Single moms and budgets and poverty seem to often go together. I would never change being a single mother, the highlight of my life really, but I would have liked to have more money. I think I am one of those people who have the un-Midas touch, meaning that everything I touch turns NOT to gold.
I’ve tried every job, started my own business, been to college 3 times. Last time I was out of the poverty zone, I was working two full time jobs, one at nights as a pizza cook, and the other on days as an on-call office admin at the hospital, and for a few months, both places needed me full time, which upped my pay, and exhausted me. My kids were old enough to be home alone, but is that the point?

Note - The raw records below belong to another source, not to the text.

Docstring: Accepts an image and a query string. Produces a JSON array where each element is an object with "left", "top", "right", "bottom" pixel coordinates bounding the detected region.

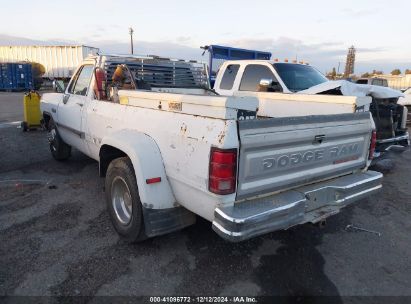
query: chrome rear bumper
[{"left": 213, "top": 171, "right": 383, "bottom": 242}]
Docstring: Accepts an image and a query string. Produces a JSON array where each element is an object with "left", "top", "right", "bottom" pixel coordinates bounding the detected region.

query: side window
[
  {"left": 68, "top": 65, "right": 94, "bottom": 96},
  {"left": 220, "top": 64, "right": 240, "bottom": 90},
  {"left": 240, "top": 64, "right": 276, "bottom": 92}
]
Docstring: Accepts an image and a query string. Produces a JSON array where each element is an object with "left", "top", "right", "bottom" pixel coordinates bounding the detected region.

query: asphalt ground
[{"left": 0, "top": 93, "right": 411, "bottom": 303}]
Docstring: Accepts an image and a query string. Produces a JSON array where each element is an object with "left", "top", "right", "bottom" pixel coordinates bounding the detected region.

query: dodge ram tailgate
[{"left": 237, "top": 113, "right": 373, "bottom": 200}]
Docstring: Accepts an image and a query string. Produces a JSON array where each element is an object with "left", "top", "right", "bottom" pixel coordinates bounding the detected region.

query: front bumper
[{"left": 213, "top": 171, "right": 383, "bottom": 242}]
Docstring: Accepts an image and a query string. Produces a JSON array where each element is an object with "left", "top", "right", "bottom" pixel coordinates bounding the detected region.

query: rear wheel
[
  {"left": 105, "top": 157, "right": 147, "bottom": 242},
  {"left": 48, "top": 119, "right": 71, "bottom": 161}
]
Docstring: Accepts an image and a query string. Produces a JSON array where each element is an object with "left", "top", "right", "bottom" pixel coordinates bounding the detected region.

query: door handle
[{"left": 63, "top": 94, "right": 70, "bottom": 104}]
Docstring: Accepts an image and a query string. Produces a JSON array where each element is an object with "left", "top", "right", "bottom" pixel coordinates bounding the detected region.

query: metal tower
[{"left": 344, "top": 46, "right": 356, "bottom": 77}]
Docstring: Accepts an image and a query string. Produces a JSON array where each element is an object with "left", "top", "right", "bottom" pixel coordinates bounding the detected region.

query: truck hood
[{"left": 297, "top": 80, "right": 404, "bottom": 98}]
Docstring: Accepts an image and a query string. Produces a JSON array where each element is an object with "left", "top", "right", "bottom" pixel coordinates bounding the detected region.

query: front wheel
[
  {"left": 48, "top": 119, "right": 71, "bottom": 161},
  {"left": 105, "top": 157, "right": 147, "bottom": 242}
]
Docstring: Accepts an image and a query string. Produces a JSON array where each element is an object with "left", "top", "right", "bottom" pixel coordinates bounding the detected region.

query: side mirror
[
  {"left": 53, "top": 80, "right": 65, "bottom": 93},
  {"left": 259, "top": 78, "right": 283, "bottom": 92}
]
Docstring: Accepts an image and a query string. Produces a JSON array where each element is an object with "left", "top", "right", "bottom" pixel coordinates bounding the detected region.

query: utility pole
[{"left": 128, "top": 27, "right": 134, "bottom": 55}]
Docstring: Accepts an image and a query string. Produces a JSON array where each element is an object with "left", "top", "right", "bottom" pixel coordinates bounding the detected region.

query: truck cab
[{"left": 214, "top": 60, "right": 409, "bottom": 152}]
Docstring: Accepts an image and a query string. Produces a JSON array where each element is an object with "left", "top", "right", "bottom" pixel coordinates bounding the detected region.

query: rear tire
[
  {"left": 105, "top": 157, "right": 147, "bottom": 242},
  {"left": 48, "top": 119, "right": 71, "bottom": 161}
]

Over the years I tried to improve Christmas with some newer lights for the tree, or shiny new ornaments, but it never happened. I would have to start shopping months in advance so the whole cost wasn’t in one month. I had to buy the cheapest paper and ribbon. Have the cheapest food. One year we almost didn’t have a Christmas dinner, till my boyfriend’s sister-in-law invited me and my three kids to join them. And yes, I almost had a tree like the one image on the right – almost!
After a decade or so of this, I couldn’t stand it any longer. I told the kids, who were almost grown, that we wouldn’t be decorating a tree that year, but still have the dinner. We did this for couple of years. Now there is no sign of Christmas at my house, there are no gifts exactly, and there is no dinner. I give cash and we all find somewhere else to go for dinner. Sorta.
For instance, this year I am working. I get paid double time at my new job as a health care assistant (went to college one more time). Been working at this for 3 months, went back to school last year. I am not having a dinner. My daughter is traveling with friends in Panama. My sons are going to their dads for the big dinner. My boyfriend is joining his parents who are 5 hours away.
So although I don’t have a Christmas, when it comes it reminds me of how poor I was, how sadly pathetic I was, what I failure I had been all those years. I am just now crawling out of a cycle of minimum wage and part time jobs, maybe now I will have some assemblance of a normal working persons pay, but those feelings of a life scratching out a merry ho-ho will never leave me.